İsmi Picasso ve Cezanne gibi sanatçıların yanında yer alan Matisse, zamanının “güzel” ve “zarif” tanımlarını yıkan ve onlara yeni anlamlar yükleyen bir ressamdı. 1869’da, Fransa’da doğan ve aslında avukat olan Matisse, resim yapmaya apandisit ameliyatı için hastanede yatarken başladı. Sanat o andan itibaren onun en büyük aşkı ve tutkusu oldu. Öyle ki, karısı Amelie’ye evlenme teklifi ederken ona “Seni çok seviyorum, ama resim yapmayı her zaman daha çok seveceğim,” demişti. Bu büyük aşka rağmen Matisse’in ciddi bir sanatçı olarak tanınması, ancak 1906’dan sonra, yani ressam 40’larının başına merdiven dayadığında gerçekleşti. İşte bunun sebebi de sanattaki bu “güzel” anlayışına karşı isyanıydı.


Matisse, eserlerinde bir objeyi veya kişiyi adeta baştan yaratırdı. Onları, tanımlanamayacak bir hale sokmadan deformasyona uğratıp, en basit çizgilerine indirirdi. Bir kadını resmediyorsa, o kadının kaba vücut hatlarını ön plana koyar, yüzünün ve bedeninin insansı keskinliklerini yok ederdi.
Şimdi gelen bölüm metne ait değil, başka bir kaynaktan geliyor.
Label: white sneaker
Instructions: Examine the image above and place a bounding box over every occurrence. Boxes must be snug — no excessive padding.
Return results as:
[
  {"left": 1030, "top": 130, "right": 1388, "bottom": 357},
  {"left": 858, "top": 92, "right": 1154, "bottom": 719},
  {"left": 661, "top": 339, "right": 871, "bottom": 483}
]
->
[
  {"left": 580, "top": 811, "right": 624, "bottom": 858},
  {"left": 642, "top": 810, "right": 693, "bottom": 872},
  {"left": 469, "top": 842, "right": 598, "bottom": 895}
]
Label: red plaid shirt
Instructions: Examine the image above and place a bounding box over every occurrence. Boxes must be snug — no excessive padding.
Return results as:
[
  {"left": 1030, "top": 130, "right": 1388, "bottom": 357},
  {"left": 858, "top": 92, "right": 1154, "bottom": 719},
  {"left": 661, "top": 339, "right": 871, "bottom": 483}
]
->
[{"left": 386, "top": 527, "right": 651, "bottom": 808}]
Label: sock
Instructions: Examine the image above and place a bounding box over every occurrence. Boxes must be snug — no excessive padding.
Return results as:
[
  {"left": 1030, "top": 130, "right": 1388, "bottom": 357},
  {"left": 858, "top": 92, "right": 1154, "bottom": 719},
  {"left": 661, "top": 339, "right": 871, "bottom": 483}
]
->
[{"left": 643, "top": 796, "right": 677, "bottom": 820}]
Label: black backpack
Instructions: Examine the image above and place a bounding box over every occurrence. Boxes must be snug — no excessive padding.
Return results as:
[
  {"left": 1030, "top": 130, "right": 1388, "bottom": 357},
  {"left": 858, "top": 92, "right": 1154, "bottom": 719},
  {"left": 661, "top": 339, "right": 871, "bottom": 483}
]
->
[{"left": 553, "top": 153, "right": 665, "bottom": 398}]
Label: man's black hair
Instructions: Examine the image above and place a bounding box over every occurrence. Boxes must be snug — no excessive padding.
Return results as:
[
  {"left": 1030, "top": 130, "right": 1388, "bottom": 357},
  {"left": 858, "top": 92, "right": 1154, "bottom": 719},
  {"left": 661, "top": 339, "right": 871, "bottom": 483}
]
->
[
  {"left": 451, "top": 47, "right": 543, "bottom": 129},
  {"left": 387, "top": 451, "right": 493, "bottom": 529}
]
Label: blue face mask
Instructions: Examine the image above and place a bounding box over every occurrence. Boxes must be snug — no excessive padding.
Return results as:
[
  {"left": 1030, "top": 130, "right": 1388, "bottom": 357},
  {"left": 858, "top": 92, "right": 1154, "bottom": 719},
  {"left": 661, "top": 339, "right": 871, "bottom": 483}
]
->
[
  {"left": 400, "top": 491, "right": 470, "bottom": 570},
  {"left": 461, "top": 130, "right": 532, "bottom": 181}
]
Yüzüne baktığınızda gördüğünüz gülümsemesi değil de, hatları olurdu. İşte bu sebeple adını koyamadığınız bir zarafet, bir saflık vardı. Kadının ifadesi tamamen silinmiş olsa bile!


Durum böyle olunca, Matisse’in sanatındaki yaklaşımın takdir edilmesi oldukça zaman aldı. Sergileyebildiği parçalar, uzun bir süre “çocuksu”, “çirkin”, hatta “zarafetten yoksun” olarak tanımlandı. Ne kadar da tuhaf... Bir çağda “zarafetten yoksun” olarak tanımlanan bir eser, başka bir çağda zarafetin ana sembollerinden biri haline gelebiliyor. Tıpkı Matisse’in “Genç Denizci” tabloları gibi. Bu iki resim, Matisse’in tanıştığı 18 yaşında bir çocuğun iki farklı şekilde yorumlanmış halleriydi.
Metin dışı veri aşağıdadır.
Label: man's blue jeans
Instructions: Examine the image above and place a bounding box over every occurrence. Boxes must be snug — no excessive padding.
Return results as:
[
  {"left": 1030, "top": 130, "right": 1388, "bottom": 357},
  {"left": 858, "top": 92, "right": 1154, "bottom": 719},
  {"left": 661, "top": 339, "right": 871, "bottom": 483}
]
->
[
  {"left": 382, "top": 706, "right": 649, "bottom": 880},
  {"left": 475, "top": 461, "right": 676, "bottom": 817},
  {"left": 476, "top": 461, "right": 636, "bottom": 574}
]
Gencin ilk resmi, sert fırça darbeleriyle, ince renk katmanlarının birbirine katılmasıyla oluşturulmuş. İç içe geçip patlayan renklerin arasında boyanmamış gibi duran parçalar, gün ışığının bu dinç bedene nasıl çarptığını yansıtıyor sanki. Bu yansıma, gömleğin kırışıklıklarına vurdukça perde perde gölgeler oluşturuyor ve bunların yüzüne düşmesine de yol açıyor.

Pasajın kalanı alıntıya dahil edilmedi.